Mariana Marins, irmã de Juliana, disse ao “Fantástico” que a brasileira teria sido abandonada pelo guia por mais de uma hora, entrou em desespero, tentou alcançar o grupo e caiu.
Em entrevista ao “O Globo”, o guia Ali Musthofa confirmou que tinha aconselhado a brasileira a descansar, mas afirmou que o combinado era apenas esperá-la um pouco mais à frente.
“Na verdade, eu não a deixei, mas esperei três minutos na frente dela. Depois de uns 15 ou 30 minutos, Juliana não apareceu. Procurei por ela no último local de descanso, mas não a encontrei. Eu disse que a esperaria à frente. Eu disse para ela descansar. Percebi [que ela havia caído] quando vi a luz de uma lanterna em um barranco a uns 150 metros de profundidade e ouvi a voz de Juliana pedindo socorro. Eu disse que iria ajudá-la”, disse. “Tentei desesperadamente dizer a Juliana para esperar por ajuda”, completou.
Apesar da queda, as autoridades locais afirmaram que Juliana ainda estava viva, no sábado. Isso está de acordo com imagens de drones feitas no dia que circulam nas redes sociais.
Três dias depois, na terça-feira, 24, equipes de resgate disseram que conseguiram se aproximar de Juliana, que estava a cerca de 600 metros abaixo da trilha, e a declararam morta.
A família de Juliana apontou lentidão das autoridades locais durante o processo de resgate da brasileira. O chefe do Parque Nacional do Monte Rinjani (TNGR), Yarman Wasur, disse que o processo de evacuação foi realizado de acordo com os procedimentos padrões e negou as críticas de que o processo tenha sido lento.
“Formamos uma equipe imediatamente. O processo de formar uma equipe, preparar equipamentos e outros itens leva tempo. Esta equipe precisa ser profissional, pois envolve a segurança também da equipe de evacuação”, explicou.
O chefe do parque ainda destacou que o monte Rinjani é um local extremo, que possui uma topografia difícil e o clima muda constantemente. Tudo isso implica no procedimento de resgate.
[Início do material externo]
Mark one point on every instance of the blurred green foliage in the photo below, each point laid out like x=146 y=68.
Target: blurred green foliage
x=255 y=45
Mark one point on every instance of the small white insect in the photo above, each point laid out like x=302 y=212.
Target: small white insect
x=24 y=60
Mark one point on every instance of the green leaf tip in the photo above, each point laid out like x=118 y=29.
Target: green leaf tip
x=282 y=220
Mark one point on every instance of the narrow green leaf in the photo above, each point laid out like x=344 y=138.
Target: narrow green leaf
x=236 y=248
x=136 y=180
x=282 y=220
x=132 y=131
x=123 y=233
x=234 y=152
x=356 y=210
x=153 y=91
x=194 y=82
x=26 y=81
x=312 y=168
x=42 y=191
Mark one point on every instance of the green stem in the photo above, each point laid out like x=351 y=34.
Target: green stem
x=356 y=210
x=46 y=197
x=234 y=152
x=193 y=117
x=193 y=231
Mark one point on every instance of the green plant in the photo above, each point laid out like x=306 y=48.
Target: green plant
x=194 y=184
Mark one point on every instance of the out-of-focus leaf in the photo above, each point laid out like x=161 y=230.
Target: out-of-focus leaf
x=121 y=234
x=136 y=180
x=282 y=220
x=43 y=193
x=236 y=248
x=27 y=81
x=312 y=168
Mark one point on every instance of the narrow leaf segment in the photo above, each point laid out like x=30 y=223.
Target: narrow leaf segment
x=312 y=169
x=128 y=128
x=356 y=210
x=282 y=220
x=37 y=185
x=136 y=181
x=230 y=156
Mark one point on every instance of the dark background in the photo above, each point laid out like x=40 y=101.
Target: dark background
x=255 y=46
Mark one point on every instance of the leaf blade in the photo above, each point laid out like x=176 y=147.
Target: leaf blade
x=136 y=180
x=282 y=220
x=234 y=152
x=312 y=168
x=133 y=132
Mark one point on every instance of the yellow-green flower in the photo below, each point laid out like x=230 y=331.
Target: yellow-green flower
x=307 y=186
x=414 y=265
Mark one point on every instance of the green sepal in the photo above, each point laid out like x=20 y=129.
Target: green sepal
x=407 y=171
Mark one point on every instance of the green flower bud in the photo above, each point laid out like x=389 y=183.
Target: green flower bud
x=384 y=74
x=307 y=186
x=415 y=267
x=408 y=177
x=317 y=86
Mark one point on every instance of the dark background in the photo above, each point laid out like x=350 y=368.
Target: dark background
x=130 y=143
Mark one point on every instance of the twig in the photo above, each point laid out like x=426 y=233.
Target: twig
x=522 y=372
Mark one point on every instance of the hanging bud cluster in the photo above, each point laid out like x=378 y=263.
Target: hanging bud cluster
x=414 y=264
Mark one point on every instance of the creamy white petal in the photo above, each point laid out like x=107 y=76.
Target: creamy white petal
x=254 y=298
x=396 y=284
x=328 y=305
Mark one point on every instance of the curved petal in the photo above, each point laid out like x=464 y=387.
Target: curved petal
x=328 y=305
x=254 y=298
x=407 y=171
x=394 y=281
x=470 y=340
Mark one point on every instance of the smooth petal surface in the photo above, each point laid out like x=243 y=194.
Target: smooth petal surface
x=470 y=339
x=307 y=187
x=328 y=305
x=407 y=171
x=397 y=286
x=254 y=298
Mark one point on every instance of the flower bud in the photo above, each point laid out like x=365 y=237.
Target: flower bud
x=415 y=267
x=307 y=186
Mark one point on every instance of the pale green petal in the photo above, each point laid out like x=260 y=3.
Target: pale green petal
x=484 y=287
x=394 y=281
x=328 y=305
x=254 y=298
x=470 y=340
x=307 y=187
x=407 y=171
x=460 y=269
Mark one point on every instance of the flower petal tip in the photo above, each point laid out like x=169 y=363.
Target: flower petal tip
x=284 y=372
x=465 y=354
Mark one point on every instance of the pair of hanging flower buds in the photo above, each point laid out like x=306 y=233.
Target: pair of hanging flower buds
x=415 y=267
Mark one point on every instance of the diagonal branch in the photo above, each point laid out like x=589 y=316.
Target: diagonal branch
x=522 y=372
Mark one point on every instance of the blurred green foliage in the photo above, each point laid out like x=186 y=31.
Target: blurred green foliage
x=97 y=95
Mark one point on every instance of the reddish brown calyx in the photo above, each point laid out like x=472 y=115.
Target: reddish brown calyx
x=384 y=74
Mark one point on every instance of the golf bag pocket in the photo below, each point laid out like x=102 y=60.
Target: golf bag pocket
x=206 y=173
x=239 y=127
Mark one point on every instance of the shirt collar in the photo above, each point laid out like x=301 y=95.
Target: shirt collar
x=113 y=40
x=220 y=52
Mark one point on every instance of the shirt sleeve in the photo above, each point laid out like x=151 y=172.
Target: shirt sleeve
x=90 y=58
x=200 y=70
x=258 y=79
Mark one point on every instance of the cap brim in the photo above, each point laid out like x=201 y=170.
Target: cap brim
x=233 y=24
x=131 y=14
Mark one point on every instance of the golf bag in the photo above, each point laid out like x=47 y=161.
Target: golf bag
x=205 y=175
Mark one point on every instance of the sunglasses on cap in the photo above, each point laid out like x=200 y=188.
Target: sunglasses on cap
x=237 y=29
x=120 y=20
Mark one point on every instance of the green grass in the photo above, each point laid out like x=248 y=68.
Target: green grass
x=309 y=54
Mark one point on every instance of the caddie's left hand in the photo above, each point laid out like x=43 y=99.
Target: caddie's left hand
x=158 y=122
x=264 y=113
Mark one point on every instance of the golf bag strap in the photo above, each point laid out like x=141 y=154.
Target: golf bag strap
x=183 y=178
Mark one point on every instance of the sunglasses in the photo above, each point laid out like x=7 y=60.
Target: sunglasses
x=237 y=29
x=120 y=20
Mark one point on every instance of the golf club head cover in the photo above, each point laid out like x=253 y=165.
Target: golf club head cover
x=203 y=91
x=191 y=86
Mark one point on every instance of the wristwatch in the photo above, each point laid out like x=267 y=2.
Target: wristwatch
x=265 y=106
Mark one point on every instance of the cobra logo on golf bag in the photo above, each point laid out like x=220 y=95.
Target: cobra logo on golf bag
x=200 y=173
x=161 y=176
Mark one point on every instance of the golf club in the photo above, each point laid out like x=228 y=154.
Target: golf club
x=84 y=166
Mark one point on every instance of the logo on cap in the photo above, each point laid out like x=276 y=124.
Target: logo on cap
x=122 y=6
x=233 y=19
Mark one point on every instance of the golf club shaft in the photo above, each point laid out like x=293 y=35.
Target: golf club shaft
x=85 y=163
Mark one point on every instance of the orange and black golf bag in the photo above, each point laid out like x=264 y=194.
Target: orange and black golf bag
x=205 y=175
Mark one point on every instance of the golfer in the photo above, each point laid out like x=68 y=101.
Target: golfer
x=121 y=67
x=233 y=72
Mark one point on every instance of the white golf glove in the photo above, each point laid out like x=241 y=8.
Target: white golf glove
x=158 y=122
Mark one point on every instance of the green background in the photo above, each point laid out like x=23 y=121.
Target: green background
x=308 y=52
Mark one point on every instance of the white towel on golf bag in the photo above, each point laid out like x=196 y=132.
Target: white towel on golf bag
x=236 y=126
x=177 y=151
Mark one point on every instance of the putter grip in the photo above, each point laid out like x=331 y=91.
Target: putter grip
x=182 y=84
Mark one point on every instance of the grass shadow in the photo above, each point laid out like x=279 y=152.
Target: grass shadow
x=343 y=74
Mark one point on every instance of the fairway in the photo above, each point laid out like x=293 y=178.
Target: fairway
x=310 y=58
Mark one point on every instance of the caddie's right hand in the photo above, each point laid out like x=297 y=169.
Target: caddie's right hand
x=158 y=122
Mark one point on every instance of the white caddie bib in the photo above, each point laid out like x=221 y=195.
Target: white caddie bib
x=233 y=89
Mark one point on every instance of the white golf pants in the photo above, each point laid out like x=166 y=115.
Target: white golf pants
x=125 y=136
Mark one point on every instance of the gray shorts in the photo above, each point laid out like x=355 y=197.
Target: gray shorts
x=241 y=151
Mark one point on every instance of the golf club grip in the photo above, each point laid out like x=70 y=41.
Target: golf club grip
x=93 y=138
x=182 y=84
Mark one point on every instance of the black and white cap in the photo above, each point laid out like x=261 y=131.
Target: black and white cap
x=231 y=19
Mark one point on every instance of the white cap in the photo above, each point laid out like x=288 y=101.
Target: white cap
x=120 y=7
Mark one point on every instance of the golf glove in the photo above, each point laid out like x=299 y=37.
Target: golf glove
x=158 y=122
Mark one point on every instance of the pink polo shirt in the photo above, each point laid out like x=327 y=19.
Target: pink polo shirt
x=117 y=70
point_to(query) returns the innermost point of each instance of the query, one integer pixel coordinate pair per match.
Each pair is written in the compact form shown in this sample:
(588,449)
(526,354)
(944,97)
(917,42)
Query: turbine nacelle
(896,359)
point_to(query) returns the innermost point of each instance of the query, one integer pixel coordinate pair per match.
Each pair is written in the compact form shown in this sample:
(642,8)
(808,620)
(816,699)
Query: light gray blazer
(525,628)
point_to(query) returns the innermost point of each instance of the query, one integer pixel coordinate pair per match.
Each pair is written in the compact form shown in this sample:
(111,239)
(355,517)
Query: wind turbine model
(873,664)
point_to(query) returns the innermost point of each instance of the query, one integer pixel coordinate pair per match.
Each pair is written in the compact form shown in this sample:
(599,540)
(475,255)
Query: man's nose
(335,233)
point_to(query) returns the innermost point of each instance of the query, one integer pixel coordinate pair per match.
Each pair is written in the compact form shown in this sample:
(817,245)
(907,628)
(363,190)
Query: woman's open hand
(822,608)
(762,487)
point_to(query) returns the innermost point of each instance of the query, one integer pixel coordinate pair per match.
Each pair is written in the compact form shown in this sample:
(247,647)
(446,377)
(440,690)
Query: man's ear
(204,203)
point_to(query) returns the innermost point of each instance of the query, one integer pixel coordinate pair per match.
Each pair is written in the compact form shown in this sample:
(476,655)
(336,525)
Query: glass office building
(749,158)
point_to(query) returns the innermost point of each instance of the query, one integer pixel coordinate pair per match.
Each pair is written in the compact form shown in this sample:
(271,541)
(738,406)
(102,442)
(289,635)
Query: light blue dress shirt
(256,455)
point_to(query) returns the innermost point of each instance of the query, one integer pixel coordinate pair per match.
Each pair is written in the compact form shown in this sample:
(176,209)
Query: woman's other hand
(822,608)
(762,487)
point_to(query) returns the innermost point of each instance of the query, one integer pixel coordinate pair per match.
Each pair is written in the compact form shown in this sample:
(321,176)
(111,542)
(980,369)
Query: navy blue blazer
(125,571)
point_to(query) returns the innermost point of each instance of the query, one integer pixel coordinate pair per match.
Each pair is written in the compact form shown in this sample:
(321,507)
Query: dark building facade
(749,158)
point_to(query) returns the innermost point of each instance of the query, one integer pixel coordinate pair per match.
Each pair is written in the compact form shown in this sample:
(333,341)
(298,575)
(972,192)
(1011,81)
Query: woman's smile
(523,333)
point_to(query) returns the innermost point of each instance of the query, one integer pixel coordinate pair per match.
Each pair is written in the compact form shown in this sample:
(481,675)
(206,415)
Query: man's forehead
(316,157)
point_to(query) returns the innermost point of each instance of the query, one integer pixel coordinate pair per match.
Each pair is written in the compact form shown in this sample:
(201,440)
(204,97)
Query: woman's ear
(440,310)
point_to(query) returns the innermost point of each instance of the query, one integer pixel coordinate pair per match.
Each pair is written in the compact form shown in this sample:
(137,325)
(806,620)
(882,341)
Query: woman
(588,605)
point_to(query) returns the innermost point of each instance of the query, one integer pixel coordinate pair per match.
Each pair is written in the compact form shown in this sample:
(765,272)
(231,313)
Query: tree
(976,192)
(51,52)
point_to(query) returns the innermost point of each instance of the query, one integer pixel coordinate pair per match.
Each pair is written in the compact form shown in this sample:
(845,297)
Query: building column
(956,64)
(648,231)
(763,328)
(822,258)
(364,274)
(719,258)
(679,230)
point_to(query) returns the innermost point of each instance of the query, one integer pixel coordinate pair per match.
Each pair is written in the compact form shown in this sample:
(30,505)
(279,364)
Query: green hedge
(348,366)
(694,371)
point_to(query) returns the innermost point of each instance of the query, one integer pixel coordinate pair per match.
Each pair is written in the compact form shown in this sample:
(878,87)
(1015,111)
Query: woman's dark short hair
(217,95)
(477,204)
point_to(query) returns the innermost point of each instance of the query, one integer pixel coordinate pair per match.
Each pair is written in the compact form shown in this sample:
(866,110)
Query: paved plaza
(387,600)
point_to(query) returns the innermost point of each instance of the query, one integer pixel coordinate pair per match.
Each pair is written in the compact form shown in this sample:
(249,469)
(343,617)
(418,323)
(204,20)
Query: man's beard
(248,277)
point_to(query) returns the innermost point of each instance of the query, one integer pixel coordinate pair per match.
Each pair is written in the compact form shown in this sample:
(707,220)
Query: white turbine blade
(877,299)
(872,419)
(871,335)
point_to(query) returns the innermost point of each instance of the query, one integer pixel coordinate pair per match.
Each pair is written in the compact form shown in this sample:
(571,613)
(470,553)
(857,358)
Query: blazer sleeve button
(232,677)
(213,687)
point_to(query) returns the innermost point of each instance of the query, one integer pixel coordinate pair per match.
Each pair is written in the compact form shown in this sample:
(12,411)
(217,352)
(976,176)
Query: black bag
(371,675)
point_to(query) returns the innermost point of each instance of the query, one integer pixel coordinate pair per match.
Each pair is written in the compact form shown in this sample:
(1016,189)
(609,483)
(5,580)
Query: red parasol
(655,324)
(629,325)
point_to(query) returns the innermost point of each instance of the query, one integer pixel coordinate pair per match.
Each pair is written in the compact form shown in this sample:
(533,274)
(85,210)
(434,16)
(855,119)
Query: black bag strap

Mesmo assim, a família de Juliana afirmou que ela sofreu uma “grande negligência” e pretende “lutar por justiça” pela jovem. Na quinta-feira, 26, o presidente Luiz Inácio Lula da Silva (PT) informou que conversou por telefone com o pai de Juliana, Manoel Marins, e garantiu o auxílio do Itamaraty, inclusive no translado do corpo.